Monday, March 23, 2020

Another Day in Paradise

Woke up at 3:00 with a start from an anonymous dream. As my head cleared I heard the steady roar of the rain. Made my way downstairs, rain coming down in buckets, a dreary 43 degrees out. Perfect. Weather straight out of central casting, my 60 hours of freedom over. I stood at the back door and watched the downpour. Maybe everyone would stay at home today, never turn on their televisions, refuse to take in more bad news. Maybe they won’t call today, I think, knowing that they will. They always do on Mondays. Its always worse after a weekend of breathless, caterwauling from the Barbie and Ken dolls that fill American television screens with the latest dispatches from the apocalypse. The latest news this morning is the failure of the Democrats and Republicans to agree on a relief plan. The collapse of weekend talks is supposed to be a horrible thing. Maybe. Maybe not. But oh, they will call alright.

I will tell them what I know of our strange new unknowable world. They will ask me what they should do and I will answer based on my education, training and experience. It is all I can do. I will tell them what I believe is true. I will council patience and calm. I will ask them not to act out of fear, but it is hard to hear, harder to do. Then the phone will ring and I will do it again. In between I will scan the universe of information at my disposal, trying to make sense of conflicting sentiment. I will sort through the latest data looking for both confirmation and contradiction. I cannot give in to stubborn rigidity at a time like this. I have to be willing to change horses even in the middle of so turbulent a stream. If the weathermen are right, the heavy rain will submit to a driving drizzle by afternoon.

I will come home for lunch. My house is only a mile and a half from my office. I will make myself some lunch and eat it while listening to Colin Cowherd on I-Heart radio. He’s a sports talk show host and I have found it mildly amusing listening to a sports talk show host do his job when there are no sports happening anywhere. He still finds things to yak about for three hours everyday. He’s a professional.

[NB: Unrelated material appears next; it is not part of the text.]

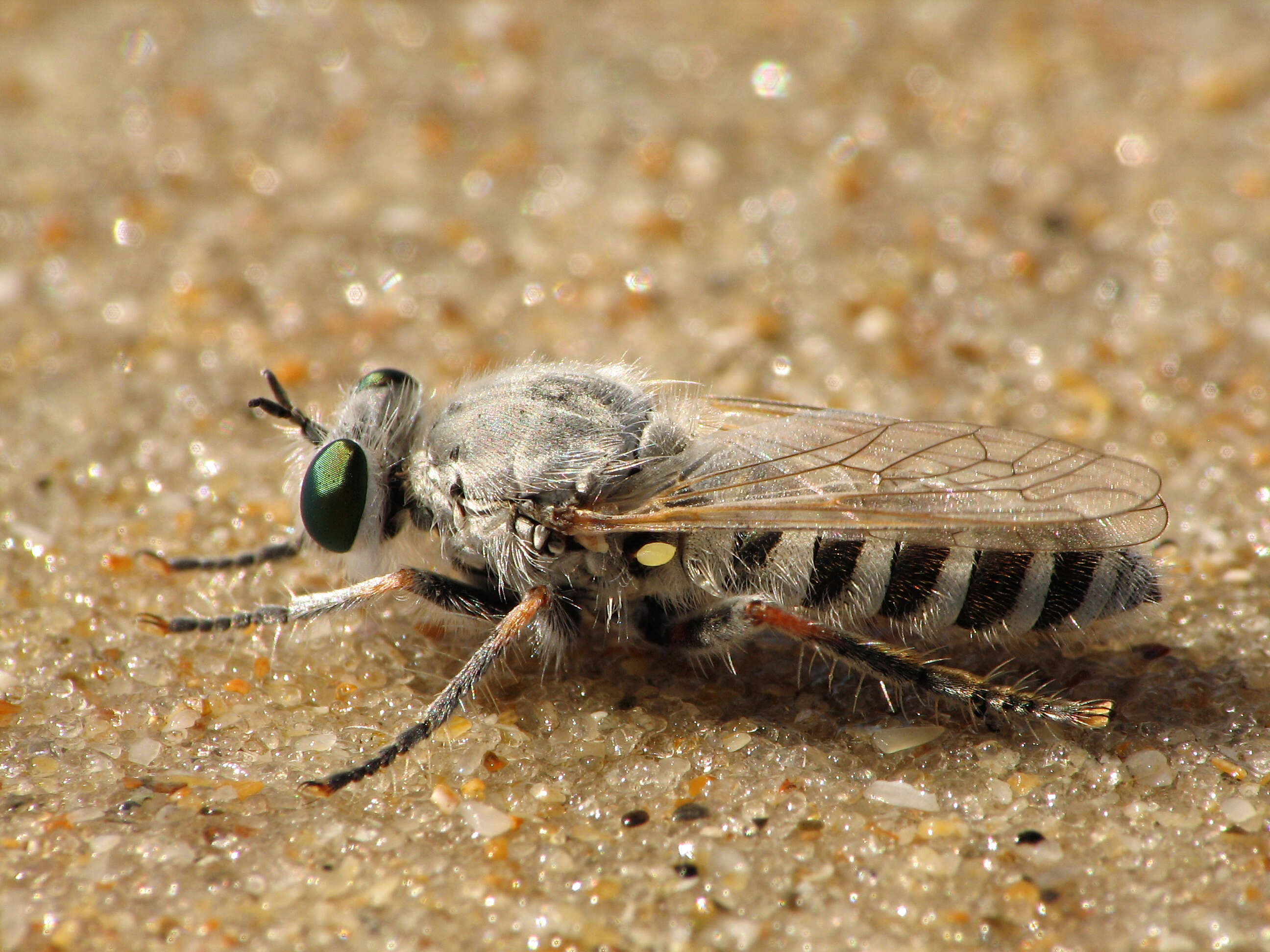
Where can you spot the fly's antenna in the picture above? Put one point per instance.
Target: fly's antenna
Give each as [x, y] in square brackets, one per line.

After lunch, I go upstairs and sit in my recliner and worry about my kids for a while. I put some music on in the background and try to rest my mind and body for thirty minutes, an hour if I’m lucky. Then, I will go back to the office and start returning calls and making a few of my own. There will be new headlines to decipher. The markets will take turns skyrocketing and swooning over rumors. When the bell finally rings at 4 o’clock I will do my best to either ponder the remarkable rally or survey the damage from another relentless sell-off. My resolve will have been tested, my faith challenged, my nerves rattled. Then I will make the quick drive home, get the mail out of the mailbox, go inside and immediately wash my hands while singing Penny Lane is in my ears and in my eyes, there beneath the blue suburban skies.

I will check in with my friend who has endured the exact same day as I have...while recovering from nine months of cancer and recent  major surgery. We will commiserate, exchanging war stories, understanding completely what the weight of responsibility feels like during this crisis. At some point, I will attempt to lighten the burden by cracking jokes. Sometimes they make her laugh. Other times they fall to the ground and burst into a million pieces.